The mid littoral zones lie between the low and high tide mark. Species which inhabit this area are exposed to predictable, attenuated periods of emersion between successive tides (McMahon 2003). In the present study, the mid littoral zone was typically a combination of macroalgae, turf algae, bare rock, silt and fine sand.

The upper littoral fringe near the high tide mark is characterised by unpredictable long periods of exposure. As a consequence, this zone is typically occupied by species with specific adaptations to limit desiccation and prolong survival (McMahon 2003). This area was dominated by abiotic substrata and sparse turf algae.
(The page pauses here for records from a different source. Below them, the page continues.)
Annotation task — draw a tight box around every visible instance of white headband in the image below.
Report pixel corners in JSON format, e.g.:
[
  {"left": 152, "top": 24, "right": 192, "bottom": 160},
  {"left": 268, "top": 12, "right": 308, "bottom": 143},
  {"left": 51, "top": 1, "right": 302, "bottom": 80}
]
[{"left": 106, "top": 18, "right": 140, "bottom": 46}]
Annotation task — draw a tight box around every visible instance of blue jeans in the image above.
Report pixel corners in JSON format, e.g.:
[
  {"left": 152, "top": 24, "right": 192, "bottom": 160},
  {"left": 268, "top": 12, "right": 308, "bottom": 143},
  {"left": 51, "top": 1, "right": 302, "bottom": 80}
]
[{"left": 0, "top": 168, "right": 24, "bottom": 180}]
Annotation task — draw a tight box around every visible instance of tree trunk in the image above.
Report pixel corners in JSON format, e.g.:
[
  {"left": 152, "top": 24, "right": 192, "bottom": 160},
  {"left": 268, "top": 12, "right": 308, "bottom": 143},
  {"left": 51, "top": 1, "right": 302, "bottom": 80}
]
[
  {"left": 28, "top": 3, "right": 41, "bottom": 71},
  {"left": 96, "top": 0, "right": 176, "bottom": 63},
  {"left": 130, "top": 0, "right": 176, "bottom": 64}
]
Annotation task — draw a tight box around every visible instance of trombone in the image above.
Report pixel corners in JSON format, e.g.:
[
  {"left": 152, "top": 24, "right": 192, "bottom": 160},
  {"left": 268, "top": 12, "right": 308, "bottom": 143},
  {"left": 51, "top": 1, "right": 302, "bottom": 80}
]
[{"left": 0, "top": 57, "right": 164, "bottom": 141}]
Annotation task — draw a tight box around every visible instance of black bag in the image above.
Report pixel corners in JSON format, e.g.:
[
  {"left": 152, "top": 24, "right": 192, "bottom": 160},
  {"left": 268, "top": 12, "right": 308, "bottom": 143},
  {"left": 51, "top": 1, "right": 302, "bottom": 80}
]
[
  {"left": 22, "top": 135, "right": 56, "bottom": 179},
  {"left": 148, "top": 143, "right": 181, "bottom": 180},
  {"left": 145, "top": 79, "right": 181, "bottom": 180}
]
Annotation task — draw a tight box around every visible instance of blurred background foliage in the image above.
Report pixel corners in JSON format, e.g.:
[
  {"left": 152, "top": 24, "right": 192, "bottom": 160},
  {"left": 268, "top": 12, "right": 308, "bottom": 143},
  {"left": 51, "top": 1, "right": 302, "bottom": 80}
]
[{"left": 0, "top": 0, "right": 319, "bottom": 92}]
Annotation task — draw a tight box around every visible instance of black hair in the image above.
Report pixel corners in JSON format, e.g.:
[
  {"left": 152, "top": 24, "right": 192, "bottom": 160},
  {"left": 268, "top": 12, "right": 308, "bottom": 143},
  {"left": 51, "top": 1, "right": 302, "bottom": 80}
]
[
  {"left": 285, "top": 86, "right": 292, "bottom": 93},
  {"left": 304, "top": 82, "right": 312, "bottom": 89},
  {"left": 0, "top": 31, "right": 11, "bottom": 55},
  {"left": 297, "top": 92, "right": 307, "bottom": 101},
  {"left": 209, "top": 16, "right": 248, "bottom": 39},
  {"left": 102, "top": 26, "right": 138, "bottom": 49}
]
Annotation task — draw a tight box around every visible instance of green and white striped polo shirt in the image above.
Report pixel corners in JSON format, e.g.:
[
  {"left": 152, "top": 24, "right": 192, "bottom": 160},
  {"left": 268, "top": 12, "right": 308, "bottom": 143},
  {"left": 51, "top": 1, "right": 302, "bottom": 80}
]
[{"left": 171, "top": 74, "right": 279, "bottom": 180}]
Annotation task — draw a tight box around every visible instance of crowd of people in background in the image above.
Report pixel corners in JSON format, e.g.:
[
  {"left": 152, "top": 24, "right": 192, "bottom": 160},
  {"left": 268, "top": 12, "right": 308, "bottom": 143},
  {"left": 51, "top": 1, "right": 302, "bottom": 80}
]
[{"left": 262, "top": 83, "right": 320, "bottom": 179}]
Regionally, the observed habitat types and biotic composition of the intertidal zone of the James Price Point coastal area suggest it is typical of other intertidal areas of the Kimberley and Pilbara (URS 2007; Fry et al. 2008; Wilson 2008). These areas are also dominated by flat, sandy areas with relatively sparse, intermittent habitat of rocky substratum and reef platforms, as is also the case at sites surveyed in this study (Section 3). Similarly, the upper-mid littoral reef substrates have very little attached biota, with the exception of turf algae, but can support mobile invertebrates such as gastropods and bivalves. The lower-mid littoral zones can support diverse community assemblages of reef organisms which are typical of the shallow sub-tidal habitats in the region.

Sand flats are a common feature along the open coastal shores of the Kimberley region as they were at the sites included in this study. These sand flats typically adjoin intermittent headlands, rocky shorelines, and fringe low-relief dune hinterlands. The intertidal sand flats both at the study sites and throughout the Kimberley region are predominantly unvegetated. However, the mid to lower littoral unconsolidated sand and mud substrates can provide a three dimensional habitat for burrowing infauna, although these were not observed to support significant benthic biota, which is again typical of the region (Fry et al. 2008).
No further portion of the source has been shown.